« Les droites et les extrêmes droites pactisent contre l'écologie » (Marie Toussaint, tête de liste des Ecologistes)

INTERVIEW - Créditée de 8,5 % d'intentions de vote dans notre dernier sondage La Tribune Dimanche, la liste Europe Ecologie - Les Verts (EELV) ne réitèrera peut-être pas la performance de Yannick Jadot, troisième avec 13,42 % des suffrages en 2019. Pour les élections européennes le 9 juin, Marie Toussaint, élue sortante à Strasbourg, mène son combat sous le signe d'un « Pacte vert et social européen ».
Marie Toussaint, vice-présidente du groupe des Verts au Parlement européen, mène la campagne EELV pour l'élection du 9 juin.
Marie Toussaint, vice-présidente du groupe des Verts au Parlement européen, mène la campagne EELV pour l'élection du 9 juin. (Crédits : Parlement Européen)

LA TRIBUNE - Les Verts ont tenu ce week-end à Lyon leur congrès européen. Vous avez désigné vos candidats à la présidence de la Commission et adopté le programme que vous voulez défendre dans la prochaine mandature. Etait-ce un bon congrès ?
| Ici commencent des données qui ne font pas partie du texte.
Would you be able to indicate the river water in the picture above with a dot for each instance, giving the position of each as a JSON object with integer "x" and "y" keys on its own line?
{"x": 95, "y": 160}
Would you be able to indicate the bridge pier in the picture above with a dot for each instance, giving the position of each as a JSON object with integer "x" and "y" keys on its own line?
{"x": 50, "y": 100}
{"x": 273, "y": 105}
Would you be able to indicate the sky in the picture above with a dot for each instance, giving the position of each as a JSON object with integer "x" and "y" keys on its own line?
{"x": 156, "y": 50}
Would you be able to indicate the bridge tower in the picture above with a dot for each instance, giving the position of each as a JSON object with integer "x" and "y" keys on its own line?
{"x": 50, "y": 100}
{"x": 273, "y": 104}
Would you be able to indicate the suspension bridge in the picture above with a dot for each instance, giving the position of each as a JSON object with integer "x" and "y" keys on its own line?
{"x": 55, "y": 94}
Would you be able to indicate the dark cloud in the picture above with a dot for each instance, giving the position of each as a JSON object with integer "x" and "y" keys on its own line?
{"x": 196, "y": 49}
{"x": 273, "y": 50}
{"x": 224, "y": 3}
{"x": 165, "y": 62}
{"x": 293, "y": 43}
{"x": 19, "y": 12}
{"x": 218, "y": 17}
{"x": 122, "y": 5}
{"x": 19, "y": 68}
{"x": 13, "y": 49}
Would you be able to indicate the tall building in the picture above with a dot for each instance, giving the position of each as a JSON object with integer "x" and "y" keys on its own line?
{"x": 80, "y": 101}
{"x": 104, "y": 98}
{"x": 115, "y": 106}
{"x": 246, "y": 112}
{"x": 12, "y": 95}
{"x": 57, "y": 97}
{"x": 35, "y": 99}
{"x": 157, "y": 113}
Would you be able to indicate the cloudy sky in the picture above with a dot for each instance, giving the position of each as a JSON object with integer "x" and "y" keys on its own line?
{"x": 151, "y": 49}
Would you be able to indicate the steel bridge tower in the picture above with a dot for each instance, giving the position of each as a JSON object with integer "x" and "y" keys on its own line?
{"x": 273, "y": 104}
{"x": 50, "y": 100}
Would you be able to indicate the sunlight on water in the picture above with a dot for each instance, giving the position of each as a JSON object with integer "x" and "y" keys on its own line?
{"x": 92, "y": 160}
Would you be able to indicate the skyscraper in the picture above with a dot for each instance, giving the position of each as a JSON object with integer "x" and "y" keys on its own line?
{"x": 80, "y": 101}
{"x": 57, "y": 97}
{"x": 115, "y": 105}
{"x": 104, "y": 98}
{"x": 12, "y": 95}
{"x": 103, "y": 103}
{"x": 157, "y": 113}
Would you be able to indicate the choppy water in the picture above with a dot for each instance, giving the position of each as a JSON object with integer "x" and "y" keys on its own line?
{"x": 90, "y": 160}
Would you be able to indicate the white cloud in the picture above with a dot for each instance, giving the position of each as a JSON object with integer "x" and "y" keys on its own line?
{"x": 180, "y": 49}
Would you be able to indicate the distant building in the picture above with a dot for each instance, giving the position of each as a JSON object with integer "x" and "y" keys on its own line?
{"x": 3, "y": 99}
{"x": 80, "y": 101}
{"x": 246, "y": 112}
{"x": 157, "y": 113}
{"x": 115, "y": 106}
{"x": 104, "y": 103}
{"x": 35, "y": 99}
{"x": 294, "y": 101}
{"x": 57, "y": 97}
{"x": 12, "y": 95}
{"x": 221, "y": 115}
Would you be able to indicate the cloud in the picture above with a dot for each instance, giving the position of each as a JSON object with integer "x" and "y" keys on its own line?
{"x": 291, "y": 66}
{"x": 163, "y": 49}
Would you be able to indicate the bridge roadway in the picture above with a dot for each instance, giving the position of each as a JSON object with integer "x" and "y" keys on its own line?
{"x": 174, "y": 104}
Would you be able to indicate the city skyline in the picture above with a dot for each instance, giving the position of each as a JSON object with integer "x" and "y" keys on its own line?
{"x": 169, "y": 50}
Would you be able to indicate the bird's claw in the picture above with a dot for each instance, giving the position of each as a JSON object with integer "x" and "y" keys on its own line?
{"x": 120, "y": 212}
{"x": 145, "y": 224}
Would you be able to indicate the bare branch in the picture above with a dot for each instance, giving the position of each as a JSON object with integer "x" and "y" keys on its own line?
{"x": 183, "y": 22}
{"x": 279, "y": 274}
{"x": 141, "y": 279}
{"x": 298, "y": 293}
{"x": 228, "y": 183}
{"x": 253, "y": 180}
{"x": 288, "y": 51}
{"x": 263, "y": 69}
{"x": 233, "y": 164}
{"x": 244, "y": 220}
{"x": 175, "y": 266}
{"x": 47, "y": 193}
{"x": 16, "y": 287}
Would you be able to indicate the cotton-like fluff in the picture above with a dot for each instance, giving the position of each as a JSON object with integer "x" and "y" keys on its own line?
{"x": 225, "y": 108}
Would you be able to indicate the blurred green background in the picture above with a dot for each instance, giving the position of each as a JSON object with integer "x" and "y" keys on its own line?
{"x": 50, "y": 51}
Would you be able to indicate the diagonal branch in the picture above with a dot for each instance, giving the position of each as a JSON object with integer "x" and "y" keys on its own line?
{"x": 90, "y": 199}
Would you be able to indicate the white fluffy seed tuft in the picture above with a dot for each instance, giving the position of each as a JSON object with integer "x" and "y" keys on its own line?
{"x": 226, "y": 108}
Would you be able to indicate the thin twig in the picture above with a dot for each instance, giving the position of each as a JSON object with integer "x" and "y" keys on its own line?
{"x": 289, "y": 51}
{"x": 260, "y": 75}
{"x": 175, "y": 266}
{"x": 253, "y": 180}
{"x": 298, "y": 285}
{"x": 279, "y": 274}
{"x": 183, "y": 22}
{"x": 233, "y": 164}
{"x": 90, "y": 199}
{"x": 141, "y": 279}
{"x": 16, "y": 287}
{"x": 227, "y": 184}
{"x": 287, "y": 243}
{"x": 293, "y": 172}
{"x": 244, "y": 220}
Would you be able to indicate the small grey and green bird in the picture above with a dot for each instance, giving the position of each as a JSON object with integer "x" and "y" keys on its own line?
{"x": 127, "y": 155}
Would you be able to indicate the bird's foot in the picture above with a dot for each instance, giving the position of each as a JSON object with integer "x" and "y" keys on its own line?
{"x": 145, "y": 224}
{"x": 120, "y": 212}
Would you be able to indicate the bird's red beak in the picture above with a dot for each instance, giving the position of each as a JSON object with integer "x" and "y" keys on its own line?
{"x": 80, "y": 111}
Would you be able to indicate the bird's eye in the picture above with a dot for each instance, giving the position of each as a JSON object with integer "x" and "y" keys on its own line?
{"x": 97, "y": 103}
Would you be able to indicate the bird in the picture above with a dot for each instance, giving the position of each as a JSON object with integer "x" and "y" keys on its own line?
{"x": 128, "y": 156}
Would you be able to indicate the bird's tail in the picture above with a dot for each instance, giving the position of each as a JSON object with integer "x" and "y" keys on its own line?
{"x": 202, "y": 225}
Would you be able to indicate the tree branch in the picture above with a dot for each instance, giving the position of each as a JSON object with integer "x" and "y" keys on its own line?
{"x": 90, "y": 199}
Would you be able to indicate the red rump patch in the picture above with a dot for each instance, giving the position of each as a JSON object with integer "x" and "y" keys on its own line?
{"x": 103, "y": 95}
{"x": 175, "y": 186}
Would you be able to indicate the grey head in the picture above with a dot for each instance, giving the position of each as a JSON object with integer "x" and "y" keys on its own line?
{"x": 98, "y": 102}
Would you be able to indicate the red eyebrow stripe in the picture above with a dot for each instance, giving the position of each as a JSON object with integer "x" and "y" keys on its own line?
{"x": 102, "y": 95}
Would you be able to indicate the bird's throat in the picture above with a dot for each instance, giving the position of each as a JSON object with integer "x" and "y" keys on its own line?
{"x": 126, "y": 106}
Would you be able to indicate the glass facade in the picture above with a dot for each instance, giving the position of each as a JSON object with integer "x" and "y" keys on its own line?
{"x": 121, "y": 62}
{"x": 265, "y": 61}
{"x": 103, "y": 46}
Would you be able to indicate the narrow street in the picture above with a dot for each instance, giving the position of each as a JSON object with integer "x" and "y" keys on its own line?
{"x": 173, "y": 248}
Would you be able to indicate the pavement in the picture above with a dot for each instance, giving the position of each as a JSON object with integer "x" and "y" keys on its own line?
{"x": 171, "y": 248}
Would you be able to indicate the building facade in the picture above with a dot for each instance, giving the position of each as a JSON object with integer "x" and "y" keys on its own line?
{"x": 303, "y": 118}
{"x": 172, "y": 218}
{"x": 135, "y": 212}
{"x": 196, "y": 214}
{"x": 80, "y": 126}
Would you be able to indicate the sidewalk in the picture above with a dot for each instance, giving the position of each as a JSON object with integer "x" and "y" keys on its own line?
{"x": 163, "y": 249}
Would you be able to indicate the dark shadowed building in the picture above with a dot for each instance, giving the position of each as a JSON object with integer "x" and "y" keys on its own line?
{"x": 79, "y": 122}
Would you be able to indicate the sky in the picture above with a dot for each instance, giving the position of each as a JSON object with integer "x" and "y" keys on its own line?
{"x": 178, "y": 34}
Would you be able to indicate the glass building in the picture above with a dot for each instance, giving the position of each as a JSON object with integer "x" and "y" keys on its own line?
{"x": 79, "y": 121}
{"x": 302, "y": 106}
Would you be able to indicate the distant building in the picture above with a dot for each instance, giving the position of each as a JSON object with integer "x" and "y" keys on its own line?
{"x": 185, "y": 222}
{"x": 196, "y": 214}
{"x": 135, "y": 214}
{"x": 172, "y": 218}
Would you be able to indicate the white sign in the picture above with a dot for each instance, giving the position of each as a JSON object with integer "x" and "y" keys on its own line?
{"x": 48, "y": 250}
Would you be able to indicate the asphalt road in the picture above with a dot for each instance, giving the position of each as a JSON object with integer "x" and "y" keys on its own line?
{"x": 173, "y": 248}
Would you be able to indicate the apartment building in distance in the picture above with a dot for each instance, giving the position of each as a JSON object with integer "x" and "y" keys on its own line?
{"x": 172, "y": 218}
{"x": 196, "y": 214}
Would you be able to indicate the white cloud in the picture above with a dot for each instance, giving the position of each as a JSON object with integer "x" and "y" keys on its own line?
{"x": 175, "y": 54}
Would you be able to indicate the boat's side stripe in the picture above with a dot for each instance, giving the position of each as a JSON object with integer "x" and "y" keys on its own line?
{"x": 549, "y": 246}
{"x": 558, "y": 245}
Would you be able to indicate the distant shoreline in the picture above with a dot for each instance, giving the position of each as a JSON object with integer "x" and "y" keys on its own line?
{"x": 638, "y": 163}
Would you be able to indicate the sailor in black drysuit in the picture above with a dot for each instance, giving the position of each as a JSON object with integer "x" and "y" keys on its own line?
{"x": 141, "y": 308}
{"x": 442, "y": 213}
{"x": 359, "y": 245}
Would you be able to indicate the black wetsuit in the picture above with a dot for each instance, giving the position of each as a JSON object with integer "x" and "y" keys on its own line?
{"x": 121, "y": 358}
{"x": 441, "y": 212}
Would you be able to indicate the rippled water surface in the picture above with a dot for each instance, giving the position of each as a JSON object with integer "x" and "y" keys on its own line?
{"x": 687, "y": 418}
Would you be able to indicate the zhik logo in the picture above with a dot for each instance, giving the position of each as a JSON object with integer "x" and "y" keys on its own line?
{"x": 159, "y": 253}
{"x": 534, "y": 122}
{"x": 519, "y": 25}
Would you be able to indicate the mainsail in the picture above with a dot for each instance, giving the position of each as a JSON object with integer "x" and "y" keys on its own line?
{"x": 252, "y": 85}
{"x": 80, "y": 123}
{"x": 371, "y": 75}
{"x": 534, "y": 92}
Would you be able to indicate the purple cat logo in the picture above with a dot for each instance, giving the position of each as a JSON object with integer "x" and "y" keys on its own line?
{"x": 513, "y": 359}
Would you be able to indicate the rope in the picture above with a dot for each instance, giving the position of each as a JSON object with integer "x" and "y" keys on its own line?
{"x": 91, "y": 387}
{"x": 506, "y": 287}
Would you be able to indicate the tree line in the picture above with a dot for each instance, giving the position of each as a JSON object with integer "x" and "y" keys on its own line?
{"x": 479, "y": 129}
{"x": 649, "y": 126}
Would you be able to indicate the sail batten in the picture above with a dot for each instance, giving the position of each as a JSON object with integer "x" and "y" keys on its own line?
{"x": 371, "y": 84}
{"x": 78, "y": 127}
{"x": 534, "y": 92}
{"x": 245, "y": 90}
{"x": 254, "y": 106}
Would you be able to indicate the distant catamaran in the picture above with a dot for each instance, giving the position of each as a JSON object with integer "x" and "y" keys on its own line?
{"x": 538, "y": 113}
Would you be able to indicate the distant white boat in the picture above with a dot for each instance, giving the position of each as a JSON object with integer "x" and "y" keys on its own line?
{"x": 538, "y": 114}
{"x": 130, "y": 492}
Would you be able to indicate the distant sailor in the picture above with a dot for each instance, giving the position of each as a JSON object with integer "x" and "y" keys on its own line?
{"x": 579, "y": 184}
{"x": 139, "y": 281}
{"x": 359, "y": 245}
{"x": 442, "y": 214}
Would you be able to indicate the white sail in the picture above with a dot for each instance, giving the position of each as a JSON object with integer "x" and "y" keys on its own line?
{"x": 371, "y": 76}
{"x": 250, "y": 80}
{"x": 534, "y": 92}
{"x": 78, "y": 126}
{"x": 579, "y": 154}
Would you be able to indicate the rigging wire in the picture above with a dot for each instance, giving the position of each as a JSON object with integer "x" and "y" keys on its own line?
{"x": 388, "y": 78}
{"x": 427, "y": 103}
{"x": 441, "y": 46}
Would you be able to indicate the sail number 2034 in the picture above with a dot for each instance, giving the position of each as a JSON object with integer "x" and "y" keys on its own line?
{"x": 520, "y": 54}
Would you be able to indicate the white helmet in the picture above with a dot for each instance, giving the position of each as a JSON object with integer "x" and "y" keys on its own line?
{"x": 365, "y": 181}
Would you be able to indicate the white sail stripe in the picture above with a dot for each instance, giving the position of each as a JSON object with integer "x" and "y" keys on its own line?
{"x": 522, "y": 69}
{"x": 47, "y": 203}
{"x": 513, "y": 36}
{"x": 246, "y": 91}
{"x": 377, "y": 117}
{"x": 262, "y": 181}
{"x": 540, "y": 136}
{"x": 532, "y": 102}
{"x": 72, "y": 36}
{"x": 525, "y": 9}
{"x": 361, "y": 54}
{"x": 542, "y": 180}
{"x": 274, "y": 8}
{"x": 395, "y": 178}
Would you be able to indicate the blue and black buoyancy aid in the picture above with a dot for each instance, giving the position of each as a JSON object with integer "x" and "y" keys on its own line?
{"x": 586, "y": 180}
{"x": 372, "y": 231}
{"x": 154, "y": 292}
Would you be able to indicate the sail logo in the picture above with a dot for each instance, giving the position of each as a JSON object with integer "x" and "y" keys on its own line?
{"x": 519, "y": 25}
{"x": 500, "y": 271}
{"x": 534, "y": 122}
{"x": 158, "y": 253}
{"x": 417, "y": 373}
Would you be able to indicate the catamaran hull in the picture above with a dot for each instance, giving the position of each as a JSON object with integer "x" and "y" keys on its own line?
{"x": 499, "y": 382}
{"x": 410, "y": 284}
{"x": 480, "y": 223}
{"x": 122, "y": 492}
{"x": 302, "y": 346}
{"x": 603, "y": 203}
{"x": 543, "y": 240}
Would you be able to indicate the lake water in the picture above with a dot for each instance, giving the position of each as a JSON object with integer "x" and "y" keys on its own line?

MARIE TOUSSAINT - La campagne est bien lancée. Nous avons désigné nos porte-parole Terry Reintke et Bas Eickhout, et adopté notre manifeste centré sur un Pacte vert et social européen. Ce n'était donc pas un congrès de crise. Mais on voit bien que la période que nous traversons est plus difficile qu'il y a cinq ans. Partout en Europe, on vit en ce moment un combat contre l'écologie. L'émergence des nationaux-populismes se voit en Europe mais aussi aux Etats-Unis avec Donald Trump, au Brésil avec Jair Bolsonaro, en Argentine avec Javier Milei. Il y a des points communs entre ces mouvements : la peur de l'autre, le soupçon permanent de l'étranger et une opposition farouche à toute transition. Partout, on voit ces nationalistes pactiser avec les lobbies, défendre les forces économiques les plus puissantes. Nous savons que nous pouvons nous mobiliser.

Les sondages européens créditent les écologistes d'une cinquantaine de sièges en juin, soit vingt sièges de moins que dans la mandature sortante. N'est-il pas temps de tirer la sonnette d'alarme ?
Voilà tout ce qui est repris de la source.